Les monnaies locales de troisième génération entretiennent des relations étroites avec les collectivités locales, mais dans un cadre de gouvernance où d’autres partenariats sont établis. C’est ainsi que certaines de ces monnaies bénéficient d’un support financier (via des subventions) comme le SOL Violette, l’Eusko.
Intégration dans des politiques publiques spécifiques
Le développement des soutiens des collectivités locales ou des gouvernements centraux aux monnaies complémentaires peut s’analyser comme une reconnaissance de ces dispositifs comme outils potentiels de politique publique. La plasticité de la monnaie permet, en optant pour des choix organisationnels spécifiques, de satisfaire à des objectifs divers (Blanc, 2009). Les collectivités locales peuvent donc utiliser les monnaies afin de satisfaire certaines finalités compatibles avec cet outil et les modalités de sa mise en œuvre.
Jusqu’ici, elles ont promu, de manière très inégale, des dispositifs de monnaies complémentaires dans trois grands types d’objectifs : sociaux, environnementaux et économique.
L’objectif social correspond à une double logique de revitalisation de liens conviviaux communautaires (contribuant à la cohésion sociale) et de lutte contre la pauvreté et l’exclusion. Les banques de temps peuvent en particulier servir des objectifs de lutte contre la pauvreté ou contre l’exclusion non seulement en valorisant les compétences de chacun ou en recréant du lien social mais aussi en apportant des moyens de solvabilisation des besoins. Les collectivités locales en particulier peuvent identifier ces possibilités et utiliser ces dispositifs pour satisfaire ces objectifs. C’est notamment particulièrement visible pour les banques de temps anglo-saxonnes qui sont de plus en plus intégrées dans des programmes de lutte contre la pauvreté et comme outil de reconstruction des liens sociaux dans la communauté (Seyfang, 2006) comme d’ailleurs des Accorderies. Les banques de temps italiennes sont très largement développées par les municipalités et reconnues comme outil de reconstruction des liens sociaux et d’entraide.
L’objectif environnemental consiste à promouvoir des pratiques plus conformes aux principes du développement durable par la stimulation d’une consommation dite responsable, par exemple via le développement de productions biologiques locales, mais aussi via la promotion de productions locales, bio ou non, en vue de limiter les émissions de gaz à effet de serre liées au transport. Voir à ce sujet la séquence introductive aux monnaies à vocation environnementale et la séquence portant sur l’étude menée par l’Ademe.

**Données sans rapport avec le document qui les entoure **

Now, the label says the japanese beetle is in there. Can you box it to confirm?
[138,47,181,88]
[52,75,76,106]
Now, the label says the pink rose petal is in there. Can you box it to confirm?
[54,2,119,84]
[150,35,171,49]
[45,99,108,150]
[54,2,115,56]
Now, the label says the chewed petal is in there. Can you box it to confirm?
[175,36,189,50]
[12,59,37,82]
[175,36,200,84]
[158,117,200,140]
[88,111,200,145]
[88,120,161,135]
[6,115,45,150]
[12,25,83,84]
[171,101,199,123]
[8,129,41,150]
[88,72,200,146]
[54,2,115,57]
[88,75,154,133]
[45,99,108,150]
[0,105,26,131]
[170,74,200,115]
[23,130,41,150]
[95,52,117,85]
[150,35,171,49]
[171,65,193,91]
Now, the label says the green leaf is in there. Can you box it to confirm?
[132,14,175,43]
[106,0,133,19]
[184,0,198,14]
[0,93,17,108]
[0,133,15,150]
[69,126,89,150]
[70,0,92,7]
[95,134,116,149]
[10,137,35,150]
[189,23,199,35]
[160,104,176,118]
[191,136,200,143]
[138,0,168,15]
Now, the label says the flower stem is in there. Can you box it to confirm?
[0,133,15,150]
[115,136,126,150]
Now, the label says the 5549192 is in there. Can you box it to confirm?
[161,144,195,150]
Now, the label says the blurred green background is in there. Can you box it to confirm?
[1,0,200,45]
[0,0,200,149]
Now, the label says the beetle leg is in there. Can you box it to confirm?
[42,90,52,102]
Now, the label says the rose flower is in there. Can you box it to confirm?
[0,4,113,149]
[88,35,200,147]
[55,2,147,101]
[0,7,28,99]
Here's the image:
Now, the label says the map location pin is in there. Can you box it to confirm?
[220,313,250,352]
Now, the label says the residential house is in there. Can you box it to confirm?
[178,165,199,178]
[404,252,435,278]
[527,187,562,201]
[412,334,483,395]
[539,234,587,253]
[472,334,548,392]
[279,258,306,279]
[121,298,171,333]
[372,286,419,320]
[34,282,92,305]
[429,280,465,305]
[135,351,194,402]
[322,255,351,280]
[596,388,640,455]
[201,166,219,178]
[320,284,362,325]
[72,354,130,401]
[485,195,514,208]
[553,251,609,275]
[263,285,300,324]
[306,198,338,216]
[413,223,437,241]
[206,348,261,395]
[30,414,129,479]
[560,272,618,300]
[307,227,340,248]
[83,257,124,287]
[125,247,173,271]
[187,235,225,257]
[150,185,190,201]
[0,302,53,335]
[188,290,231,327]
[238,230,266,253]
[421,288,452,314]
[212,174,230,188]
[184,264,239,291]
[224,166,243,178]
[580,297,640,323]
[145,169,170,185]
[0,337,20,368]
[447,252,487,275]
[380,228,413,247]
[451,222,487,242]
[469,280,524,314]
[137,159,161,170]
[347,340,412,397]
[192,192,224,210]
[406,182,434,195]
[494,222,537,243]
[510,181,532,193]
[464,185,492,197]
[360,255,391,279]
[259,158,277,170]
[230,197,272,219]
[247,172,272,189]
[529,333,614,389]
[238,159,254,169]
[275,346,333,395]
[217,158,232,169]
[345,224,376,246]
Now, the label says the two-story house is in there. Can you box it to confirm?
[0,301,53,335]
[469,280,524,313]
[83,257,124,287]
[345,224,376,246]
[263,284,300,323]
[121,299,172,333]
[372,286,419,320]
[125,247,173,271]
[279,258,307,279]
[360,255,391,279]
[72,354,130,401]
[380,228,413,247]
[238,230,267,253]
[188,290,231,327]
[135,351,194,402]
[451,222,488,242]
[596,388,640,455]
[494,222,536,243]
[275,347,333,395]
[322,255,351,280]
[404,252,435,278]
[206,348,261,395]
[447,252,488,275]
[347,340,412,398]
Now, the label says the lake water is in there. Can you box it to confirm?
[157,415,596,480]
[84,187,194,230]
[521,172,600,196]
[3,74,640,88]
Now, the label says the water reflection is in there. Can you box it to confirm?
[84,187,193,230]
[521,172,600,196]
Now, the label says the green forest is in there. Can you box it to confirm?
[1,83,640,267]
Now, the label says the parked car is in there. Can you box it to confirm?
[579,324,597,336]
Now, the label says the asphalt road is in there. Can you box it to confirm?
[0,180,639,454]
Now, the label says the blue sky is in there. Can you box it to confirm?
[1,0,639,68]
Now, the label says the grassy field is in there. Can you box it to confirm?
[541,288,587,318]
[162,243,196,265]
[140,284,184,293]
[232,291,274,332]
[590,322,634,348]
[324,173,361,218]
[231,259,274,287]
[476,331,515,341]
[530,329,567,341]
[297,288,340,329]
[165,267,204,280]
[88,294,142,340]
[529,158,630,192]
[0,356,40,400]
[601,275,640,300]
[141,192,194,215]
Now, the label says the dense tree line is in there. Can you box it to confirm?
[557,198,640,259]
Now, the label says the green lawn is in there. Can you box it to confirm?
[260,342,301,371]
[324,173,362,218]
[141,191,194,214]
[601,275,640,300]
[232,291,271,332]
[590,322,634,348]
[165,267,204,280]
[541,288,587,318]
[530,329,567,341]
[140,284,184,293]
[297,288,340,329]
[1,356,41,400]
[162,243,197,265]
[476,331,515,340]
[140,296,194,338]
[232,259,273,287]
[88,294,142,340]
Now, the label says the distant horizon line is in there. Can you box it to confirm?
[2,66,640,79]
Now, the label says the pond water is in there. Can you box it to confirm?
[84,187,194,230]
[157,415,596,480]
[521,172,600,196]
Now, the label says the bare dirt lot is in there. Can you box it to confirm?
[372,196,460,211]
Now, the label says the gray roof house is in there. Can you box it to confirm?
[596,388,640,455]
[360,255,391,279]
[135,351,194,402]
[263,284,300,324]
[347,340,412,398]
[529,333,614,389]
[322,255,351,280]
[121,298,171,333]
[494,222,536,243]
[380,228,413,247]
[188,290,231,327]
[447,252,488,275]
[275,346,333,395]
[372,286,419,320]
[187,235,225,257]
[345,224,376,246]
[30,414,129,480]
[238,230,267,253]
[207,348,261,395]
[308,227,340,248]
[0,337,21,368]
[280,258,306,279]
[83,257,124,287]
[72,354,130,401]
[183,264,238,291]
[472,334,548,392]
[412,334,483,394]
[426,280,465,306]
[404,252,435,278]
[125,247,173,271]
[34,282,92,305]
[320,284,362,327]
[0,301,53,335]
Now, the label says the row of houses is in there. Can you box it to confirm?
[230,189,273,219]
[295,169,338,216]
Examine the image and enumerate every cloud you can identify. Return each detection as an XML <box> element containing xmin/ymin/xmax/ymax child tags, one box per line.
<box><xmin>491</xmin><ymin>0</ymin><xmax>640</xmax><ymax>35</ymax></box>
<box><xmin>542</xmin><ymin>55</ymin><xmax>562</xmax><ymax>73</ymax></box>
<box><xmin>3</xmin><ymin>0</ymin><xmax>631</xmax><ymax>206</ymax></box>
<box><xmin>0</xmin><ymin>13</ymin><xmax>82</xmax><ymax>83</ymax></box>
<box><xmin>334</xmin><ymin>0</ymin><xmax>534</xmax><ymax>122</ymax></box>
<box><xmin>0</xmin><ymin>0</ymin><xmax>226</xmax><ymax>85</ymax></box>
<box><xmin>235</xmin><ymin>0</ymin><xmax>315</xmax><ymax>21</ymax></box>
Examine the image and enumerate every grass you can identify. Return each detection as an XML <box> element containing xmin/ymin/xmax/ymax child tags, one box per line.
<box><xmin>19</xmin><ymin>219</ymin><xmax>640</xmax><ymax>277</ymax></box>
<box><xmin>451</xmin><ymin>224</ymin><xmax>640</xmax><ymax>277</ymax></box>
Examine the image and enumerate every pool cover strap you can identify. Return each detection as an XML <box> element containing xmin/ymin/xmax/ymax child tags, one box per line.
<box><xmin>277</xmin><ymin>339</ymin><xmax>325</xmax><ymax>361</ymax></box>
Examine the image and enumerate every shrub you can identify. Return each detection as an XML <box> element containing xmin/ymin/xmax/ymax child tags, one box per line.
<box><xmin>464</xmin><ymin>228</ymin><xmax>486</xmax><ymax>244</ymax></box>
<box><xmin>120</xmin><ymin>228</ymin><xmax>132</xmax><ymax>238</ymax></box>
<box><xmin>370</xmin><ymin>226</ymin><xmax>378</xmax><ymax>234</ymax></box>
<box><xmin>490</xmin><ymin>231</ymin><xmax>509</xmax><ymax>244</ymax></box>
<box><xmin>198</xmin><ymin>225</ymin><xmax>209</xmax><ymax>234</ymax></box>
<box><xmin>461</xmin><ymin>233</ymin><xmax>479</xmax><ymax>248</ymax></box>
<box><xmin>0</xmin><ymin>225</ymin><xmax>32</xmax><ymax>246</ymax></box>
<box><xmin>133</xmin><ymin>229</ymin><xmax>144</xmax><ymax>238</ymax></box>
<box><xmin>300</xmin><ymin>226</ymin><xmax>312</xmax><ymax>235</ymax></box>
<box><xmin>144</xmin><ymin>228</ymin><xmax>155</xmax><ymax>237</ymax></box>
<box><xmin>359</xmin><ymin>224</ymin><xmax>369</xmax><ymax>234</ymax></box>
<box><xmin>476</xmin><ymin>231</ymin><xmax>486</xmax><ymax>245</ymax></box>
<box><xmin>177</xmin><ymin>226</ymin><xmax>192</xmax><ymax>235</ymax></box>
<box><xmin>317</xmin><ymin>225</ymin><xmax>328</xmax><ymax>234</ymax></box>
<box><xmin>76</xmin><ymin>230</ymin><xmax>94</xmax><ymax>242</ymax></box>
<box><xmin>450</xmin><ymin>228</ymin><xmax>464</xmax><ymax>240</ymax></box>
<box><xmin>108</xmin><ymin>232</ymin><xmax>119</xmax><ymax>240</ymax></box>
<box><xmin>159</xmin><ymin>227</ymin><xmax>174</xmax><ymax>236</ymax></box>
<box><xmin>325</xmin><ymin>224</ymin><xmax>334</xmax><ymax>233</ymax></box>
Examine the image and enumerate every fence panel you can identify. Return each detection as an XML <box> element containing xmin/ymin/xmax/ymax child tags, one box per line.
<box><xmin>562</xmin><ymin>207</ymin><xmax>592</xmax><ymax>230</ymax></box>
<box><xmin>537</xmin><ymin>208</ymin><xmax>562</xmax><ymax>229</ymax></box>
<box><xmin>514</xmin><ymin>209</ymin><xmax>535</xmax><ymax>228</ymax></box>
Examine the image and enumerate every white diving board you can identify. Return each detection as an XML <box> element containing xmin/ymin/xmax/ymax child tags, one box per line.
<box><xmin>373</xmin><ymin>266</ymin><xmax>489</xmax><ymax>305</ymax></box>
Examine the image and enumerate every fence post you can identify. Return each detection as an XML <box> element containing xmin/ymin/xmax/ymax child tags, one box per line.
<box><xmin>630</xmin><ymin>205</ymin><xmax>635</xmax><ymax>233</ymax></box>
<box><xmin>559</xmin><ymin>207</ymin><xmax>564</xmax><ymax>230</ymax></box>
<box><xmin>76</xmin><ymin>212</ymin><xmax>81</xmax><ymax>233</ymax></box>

Les monnaies de valorisation comme la carte NU à Rotterdam a ainsi été utilisée comme outil de politique publique afin de stimuler les comportements responsables, sous forme d’incitation, puisqu’elle les récompensait. 3 axes d’action ont été privilégiés : achats de produits « verts », le tri des déchets et les transports doux. On retrouve la même volonté de valoriser des éco-comportements dans l’exemple d’Eco-Iris.
Quant à l’objectif économique, le soutien des collectivités locales s’inscrit dans le cadre d’une politique de soutien à l’économie de proximité pour favoriser le déploiement d’activités économiques génératrices de revenus sur le territoire. Majoritairement constituée de TPE, de PME et d’organisations d’économie sociale et solidaire, ces dernières apparaissent constitutives de cette conception du territoire où la dynamique de développement devient endogène, favorisant la résilience. Les monnaies locales de troisième génération s’inscrivent dans ces objectifs économiques et c’est à ce titre qu’elles sont parfois insérées dans des politiques publiques.
Plusieurs exemples peuvent être évoqués. Les monnaies locales favorisant des échanges marchands (de type MLCC en France) ou de crédit mutuel (comme la Sonantes à Nantes) s’inscrivent dans ces objectifs économiques. Les banques communautaires de développement brésiliennes comme outil de création de filières de production et de consommation territorialisées s’articulent parfois avec les politiques d’économie sociale et solidaire (ESS) des villes dans lesquelles elles sont développées. En favorisant l’inclusion financière des populations, elles participent également à la lutte contre l’exclusion et la pauvreté.
Le SOL Violette est également promu par la municipalité de Toulouse dans le cadre de sa politique d’ESS pour favoriser une consommation responsable et le développement des structures de l’ESS. Elle distribue également des SOL à des chômeurs (30 personnes/familles de 3 Maisons des chômeurs, soit 90 au total, de recevoir 30 sols violette par mois pendant 6 mois) afin de favoriser leur accès à ce type de structure/consommation.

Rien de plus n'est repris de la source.